It enabled Ann
Penhallow and other wise women to get rid of worn-out garments and other
trash dear to the male mind. When Leila complained of the disturbing
antecedents of a rummage-sale, Mrs. Crocker, contributive of unasked
wisdom, remarked, "Men have habits, and women don't; women have blind
instincts. You'll find that out when you're married. You see marriage is
a kind of voyage of discovery. You just remember that and begin early to
keep your young man from storing away useless clothes and the like.

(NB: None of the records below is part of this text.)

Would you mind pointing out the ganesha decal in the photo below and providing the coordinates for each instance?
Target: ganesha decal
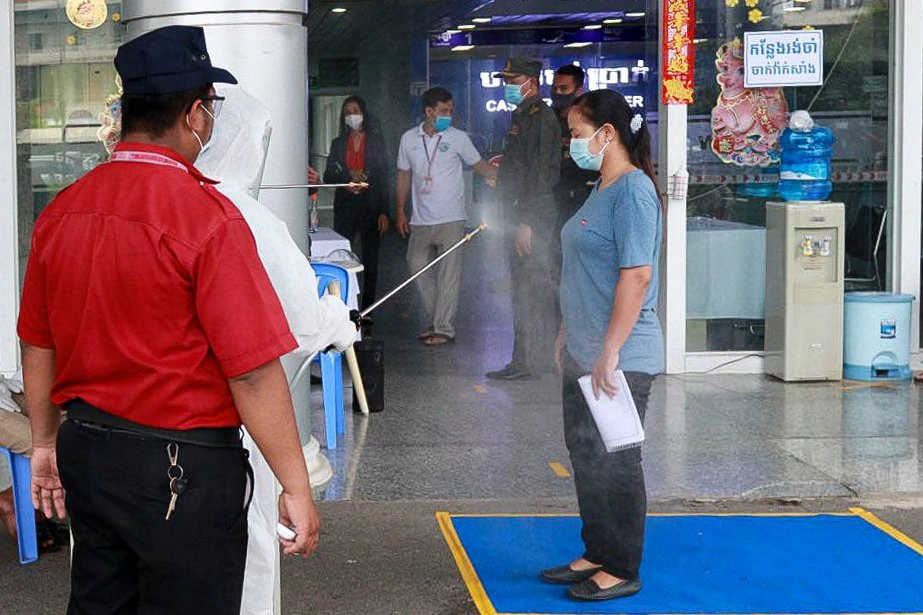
(746, 122)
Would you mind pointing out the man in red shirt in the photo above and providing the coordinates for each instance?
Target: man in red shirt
(147, 315)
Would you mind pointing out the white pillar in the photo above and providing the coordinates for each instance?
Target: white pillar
(9, 227)
(264, 44)
(906, 154)
(673, 178)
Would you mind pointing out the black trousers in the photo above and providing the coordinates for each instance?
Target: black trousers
(349, 219)
(610, 486)
(127, 558)
(536, 316)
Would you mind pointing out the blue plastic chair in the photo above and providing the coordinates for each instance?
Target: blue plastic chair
(331, 363)
(22, 505)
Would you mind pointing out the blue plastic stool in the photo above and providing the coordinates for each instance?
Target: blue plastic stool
(22, 505)
(331, 363)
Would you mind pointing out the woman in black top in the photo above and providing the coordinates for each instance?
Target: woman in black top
(358, 155)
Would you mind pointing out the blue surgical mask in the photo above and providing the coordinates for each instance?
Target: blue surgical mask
(512, 93)
(442, 123)
(581, 155)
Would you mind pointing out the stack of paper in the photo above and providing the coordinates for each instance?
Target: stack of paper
(616, 417)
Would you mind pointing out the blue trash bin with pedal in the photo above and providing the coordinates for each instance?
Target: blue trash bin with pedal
(876, 328)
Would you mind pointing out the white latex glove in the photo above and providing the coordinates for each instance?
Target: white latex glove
(342, 331)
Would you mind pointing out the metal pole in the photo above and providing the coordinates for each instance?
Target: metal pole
(303, 366)
(358, 185)
(460, 242)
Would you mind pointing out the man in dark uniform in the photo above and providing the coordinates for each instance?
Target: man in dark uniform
(529, 171)
(147, 315)
(576, 183)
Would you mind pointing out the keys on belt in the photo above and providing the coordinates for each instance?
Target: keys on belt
(178, 484)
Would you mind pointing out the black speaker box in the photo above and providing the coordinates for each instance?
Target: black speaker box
(370, 355)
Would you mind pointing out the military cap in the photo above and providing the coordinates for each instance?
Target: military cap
(166, 61)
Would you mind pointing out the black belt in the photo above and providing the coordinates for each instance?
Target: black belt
(217, 437)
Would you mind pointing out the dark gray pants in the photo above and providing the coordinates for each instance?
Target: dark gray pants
(610, 486)
(535, 304)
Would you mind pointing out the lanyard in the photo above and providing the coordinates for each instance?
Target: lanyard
(430, 159)
(147, 158)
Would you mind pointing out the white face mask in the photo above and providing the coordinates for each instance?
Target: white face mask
(354, 121)
(202, 146)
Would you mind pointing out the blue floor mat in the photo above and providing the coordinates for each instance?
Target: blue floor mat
(700, 564)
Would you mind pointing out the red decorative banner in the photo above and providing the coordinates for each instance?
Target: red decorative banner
(678, 58)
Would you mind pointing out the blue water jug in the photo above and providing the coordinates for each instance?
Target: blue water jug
(805, 164)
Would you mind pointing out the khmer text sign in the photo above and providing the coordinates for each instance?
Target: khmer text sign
(784, 58)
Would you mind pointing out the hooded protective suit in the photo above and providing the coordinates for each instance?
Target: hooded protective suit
(235, 156)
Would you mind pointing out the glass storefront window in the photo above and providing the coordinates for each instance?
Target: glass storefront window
(64, 74)
(726, 206)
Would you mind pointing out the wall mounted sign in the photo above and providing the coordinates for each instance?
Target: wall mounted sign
(622, 33)
(678, 52)
(86, 14)
(746, 122)
(784, 58)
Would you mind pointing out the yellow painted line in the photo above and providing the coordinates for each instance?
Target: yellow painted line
(791, 514)
(475, 588)
(889, 529)
(559, 470)
(485, 606)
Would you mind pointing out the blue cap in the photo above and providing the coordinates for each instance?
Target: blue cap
(166, 61)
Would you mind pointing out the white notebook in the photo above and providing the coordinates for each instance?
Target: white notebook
(616, 417)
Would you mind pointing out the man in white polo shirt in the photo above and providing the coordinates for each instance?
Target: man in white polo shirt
(429, 164)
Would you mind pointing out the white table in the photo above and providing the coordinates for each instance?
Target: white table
(725, 269)
(325, 241)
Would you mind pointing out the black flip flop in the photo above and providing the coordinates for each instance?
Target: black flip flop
(438, 339)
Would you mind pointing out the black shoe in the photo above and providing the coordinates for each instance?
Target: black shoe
(510, 372)
(565, 575)
(589, 591)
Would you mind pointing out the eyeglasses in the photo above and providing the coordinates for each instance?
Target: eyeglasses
(216, 102)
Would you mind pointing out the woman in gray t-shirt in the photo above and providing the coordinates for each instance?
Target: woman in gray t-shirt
(609, 287)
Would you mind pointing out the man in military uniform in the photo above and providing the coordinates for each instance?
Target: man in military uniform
(529, 171)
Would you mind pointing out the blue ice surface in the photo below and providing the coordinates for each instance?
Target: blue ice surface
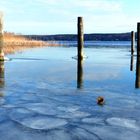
(41, 99)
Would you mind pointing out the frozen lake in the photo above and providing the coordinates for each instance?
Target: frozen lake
(43, 98)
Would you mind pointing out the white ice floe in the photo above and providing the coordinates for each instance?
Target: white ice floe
(93, 120)
(59, 135)
(42, 108)
(123, 122)
(42, 123)
(68, 109)
(75, 114)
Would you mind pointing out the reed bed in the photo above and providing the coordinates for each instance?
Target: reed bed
(14, 43)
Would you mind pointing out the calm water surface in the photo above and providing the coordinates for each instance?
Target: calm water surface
(44, 98)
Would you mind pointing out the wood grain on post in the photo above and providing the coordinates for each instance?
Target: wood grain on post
(79, 74)
(138, 39)
(137, 82)
(1, 38)
(80, 38)
(132, 42)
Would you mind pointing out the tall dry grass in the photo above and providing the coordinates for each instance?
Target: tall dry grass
(14, 43)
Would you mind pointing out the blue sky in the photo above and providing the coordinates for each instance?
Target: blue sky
(60, 16)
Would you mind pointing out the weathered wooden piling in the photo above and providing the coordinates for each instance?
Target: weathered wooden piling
(79, 74)
(80, 38)
(132, 63)
(1, 38)
(1, 74)
(132, 42)
(137, 82)
(138, 39)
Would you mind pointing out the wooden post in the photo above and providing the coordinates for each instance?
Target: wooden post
(80, 38)
(138, 39)
(1, 38)
(132, 63)
(79, 74)
(132, 42)
(137, 82)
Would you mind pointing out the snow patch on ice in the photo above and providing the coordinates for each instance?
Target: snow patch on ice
(42, 123)
(123, 122)
(93, 120)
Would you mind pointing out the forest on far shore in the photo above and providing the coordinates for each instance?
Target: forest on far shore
(87, 37)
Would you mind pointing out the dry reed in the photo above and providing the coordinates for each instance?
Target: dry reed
(14, 43)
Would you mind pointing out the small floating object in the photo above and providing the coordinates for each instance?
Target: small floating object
(100, 100)
(6, 59)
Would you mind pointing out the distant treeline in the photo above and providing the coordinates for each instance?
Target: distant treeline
(88, 37)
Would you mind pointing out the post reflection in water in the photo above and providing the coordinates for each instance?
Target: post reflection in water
(1, 74)
(137, 83)
(132, 63)
(79, 73)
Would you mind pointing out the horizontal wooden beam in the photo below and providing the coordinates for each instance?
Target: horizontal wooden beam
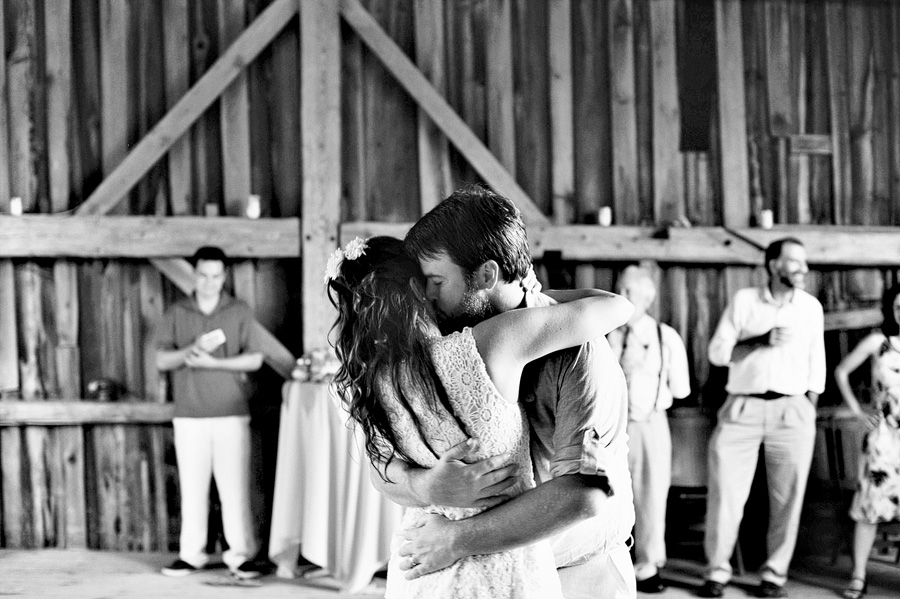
(194, 103)
(68, 413)
(811, 143)
(863, 318)
(34, 236)
(843, 246)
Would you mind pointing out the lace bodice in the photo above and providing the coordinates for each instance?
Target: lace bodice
(500, 427)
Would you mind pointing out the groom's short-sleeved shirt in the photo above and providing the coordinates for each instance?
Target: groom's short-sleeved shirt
(577, 403)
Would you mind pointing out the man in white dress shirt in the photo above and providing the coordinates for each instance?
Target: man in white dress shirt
(771, 338)
(654, 360)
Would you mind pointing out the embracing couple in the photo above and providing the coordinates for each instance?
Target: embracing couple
(494, 412)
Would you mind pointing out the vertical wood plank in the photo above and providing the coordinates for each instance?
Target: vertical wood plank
(176, 46)
(800, 163)
(284, 97)
(532, 125)
(235, 125)
(113, 86)
(782, 117)
(499, 80)
(732, 115)
(9, 347)
(668, 173)
(13, 503)
(320, 119)
(435, 181)
(894, 94)
(562, 134)
(622, 113)
(234, 118)
(836, 45)
(590, 81)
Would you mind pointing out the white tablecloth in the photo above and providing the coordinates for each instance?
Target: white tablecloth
(325, 506)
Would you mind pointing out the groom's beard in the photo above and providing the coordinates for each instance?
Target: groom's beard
(472, 309)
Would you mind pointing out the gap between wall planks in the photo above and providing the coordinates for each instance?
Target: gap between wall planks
(435, 181)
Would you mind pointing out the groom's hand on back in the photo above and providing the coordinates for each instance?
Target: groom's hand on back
(454, 482)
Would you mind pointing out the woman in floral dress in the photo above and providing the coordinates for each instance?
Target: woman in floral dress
(877, 498)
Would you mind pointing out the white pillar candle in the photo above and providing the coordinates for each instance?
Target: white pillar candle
(254, 206)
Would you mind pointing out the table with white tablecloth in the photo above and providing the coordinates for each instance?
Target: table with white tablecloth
(325, 506)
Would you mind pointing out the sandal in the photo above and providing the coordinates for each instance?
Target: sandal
(855, 591)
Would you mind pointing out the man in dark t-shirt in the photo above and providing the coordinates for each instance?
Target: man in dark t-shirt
(207, 343)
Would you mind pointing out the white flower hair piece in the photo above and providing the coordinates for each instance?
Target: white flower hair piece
(353, 250)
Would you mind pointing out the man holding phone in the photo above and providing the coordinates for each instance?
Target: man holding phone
(207, 343)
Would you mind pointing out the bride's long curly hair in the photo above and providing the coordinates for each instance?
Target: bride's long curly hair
(381, 341)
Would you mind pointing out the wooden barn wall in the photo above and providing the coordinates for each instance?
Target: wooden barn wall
(82, 81)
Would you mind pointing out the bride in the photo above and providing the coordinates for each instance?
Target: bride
(416, 394)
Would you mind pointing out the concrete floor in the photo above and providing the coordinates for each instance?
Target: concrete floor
(82, 574)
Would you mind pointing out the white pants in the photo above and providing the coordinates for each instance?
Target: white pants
(786, 427)
(220, 448)
(609, 575)
(650, 462)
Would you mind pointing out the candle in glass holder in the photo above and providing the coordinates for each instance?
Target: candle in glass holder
(604, 216)
(15, 206)
(254, 206)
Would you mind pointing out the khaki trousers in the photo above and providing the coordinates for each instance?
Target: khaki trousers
(786, 428)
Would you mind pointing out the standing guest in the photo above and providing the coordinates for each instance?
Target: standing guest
(207, 342)
(654, 360)
(577, 407)
(877, 497)
(772, 340)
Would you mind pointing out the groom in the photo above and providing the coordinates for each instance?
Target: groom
(577, 405)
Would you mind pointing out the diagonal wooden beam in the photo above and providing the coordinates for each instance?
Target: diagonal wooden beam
(436, 107)
(113, 189)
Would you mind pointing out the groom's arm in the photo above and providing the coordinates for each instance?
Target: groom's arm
(450, 482)
(434, 542)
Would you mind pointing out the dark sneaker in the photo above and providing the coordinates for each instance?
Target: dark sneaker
(770, 589)
(179, 568)
(247, 570)
(654, 584)
(711, 588)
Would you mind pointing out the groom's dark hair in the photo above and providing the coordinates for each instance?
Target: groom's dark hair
(472, 226)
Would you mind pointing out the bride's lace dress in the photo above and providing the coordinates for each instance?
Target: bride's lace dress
(500, 427)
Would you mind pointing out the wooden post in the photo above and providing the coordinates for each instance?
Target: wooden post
(668, 166)
(320, 119)
(732, 115)
(435, 182)
(623, 113)
(69, 500)
(562, 133)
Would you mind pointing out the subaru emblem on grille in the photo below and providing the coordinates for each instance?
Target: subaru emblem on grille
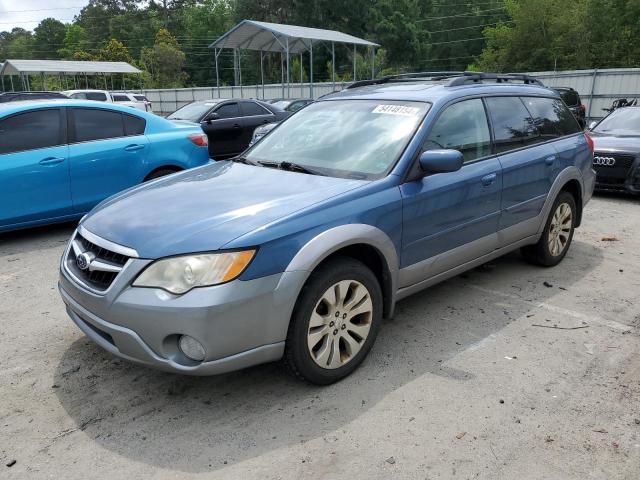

That's where a rummage-sale comes in handy."
Leila laughed. "Why not sell the unsatisfactory young man, Mrs. Crocker?"
"Well, that ain't a bad idea," said the post-mistress slyly, "if he's a
damaged article--a rummage-sale of husbands not up to sample."
"A very useful idea," said the young woman. "Good-bye."
In the afternoon a day later, Leila, making her escape from her aunt's
busy collections, slipped away into the woods alone. The solitude of the
early woodland days of summer were what she needed, and the chance they
gave for such tranquil reflection as the disturbance and restless state
of her home just now made it rarely possible to secure. She tried to put
aside her increasing anxiety about her uncle and had more difficulty in
dealing with John Penhallow and his over-quiet friendliness. She thought
too of her own coldly-worded letters and of the suffering of which she
had been kept so long ignorant. He had loved her once; did he now? She
was annoyed to hear the voice of Mark Rivers.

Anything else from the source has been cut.